In the aftermath of the disaster, repairing the Library’s building fabric had to be a priority. Rebuilding the collections was also high on the agenda. Where books had been obliterated or were simply too damaged to put back on the shelves, the Library sought to replace them. New copies of the most popular volumes were acquired shortly after the disaster, while strenuous efforts to fill gaps in the art, fiction and biography collections went on well into the Fifties.

Pages suffering from mechanical adhesion

Pages suffering from mechanical adhesion

This book lost its covers, and the pages have been badly distorted and torn

This book lost its covers, and the pages have been badly distorted and torn

Close-up of torn and crumpled pages caused by the blast

Close-up of torn and crumpled pages caused by the blast

One of our surviving casualties from the air raid

One of our surviving casualties from the air raid

70 years later, bomb-damaged volumes can still be found on the library’s shelves. If you’ve spent time browsing the Library’s art collections, you may well have come across books with the words “damaged by enemy action” (or “e. a.”) lightly pencilled onto the reverse of the title page. In many cases, bomb-damaged books were retained because they were still serviceable, despite the odd warped board, tear or water stain. In others, more seriously mutilated volumes were retained because there was no replacement copy to be had.

Over the years, work has been carried out to stabilise many of these surviving books. Bindings have been strengthened, shrapnel holes patched, and tears mended. These kind of repairs fall well within our in-house conservator’s repertoire, and all are carried out with archival quality materials, such as Japanese papers and wheat starch paste, to ensure that they can be removed should the need ever arise. There is never any attempt to hide the original damage, or to make the book look ‘as good as new’, as our Collection Care team follows a programme of conservation rather than restoration. We act to arrest the degradation of our collections rather than to reverse it, and try as far as possible to maintain the historical integrity of the books in our care.

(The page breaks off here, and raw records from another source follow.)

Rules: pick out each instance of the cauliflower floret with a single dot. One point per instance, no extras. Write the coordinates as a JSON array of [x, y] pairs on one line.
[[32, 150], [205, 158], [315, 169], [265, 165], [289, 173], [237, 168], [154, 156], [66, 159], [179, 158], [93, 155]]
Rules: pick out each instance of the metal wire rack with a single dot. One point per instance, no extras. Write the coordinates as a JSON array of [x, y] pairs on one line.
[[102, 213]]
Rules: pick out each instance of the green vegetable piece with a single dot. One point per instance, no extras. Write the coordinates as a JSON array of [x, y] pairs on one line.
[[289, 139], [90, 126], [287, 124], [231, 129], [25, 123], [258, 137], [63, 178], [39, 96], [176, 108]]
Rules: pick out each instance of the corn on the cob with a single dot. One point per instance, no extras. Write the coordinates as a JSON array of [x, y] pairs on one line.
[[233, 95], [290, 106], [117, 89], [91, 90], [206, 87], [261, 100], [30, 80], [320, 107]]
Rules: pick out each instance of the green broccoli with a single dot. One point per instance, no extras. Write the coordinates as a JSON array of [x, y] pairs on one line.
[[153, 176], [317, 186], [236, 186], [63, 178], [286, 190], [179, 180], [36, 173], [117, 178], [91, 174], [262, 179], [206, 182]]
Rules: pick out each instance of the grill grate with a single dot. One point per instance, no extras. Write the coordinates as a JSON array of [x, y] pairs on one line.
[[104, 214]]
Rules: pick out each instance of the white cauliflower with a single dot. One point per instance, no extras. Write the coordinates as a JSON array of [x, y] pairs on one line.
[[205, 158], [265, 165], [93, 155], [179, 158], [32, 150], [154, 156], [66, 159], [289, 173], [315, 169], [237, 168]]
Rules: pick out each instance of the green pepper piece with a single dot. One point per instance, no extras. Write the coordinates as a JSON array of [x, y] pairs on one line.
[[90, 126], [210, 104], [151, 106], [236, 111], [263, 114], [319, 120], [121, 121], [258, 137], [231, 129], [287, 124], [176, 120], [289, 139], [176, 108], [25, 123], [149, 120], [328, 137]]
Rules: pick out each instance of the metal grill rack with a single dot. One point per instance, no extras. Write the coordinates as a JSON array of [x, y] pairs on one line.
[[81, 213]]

A handful of our surviving bomb-damaged books remain almost unusable, their bindings shattered by shrapnel and bits of blasted mortar. Where fragments punctured the text-blocks, pages have become ‘mechanically adhered’: each page has curled around the other at the point of impact, with an interlocking effect. In this state, the pages cannot be turned without snagging and tearing. We could flatten these pages by a process of humidification, but to do so would remove primary evidence of an event which not only affected this book, but also had ramifications for the Library’s wider collections.

In these rare cases of extreme mutilation, we have elected to preserve the books in their damaged state, carrying out only minimal repairs where these are needed to prevent further degradation. Where bindings were blown off or are no longer able to protect the pages within them, we have boxed these volumes. We have removed embedded shrapnel and mortar as this could cause the paper to decay, and encapsulated any interesting fragments in archival-quality plastic, so that they can still be seen but won’t harm the books. Having carried out this essential preservation work, the risk of loss to the bindings and paper is now low.

Since the disaster some 70 years ago, interest in our bomb-damaged volumes has transferred from the textual document to the historical object. We would not want to restore the volumes to how they were before the disaster, as to do so would undoubtedly result in losses of a different kind – this time cultural and historical. Preserved in their war-torn state, they are poignant reminders of a dark period in the Library’s history and of the institution’s remarkable resilience.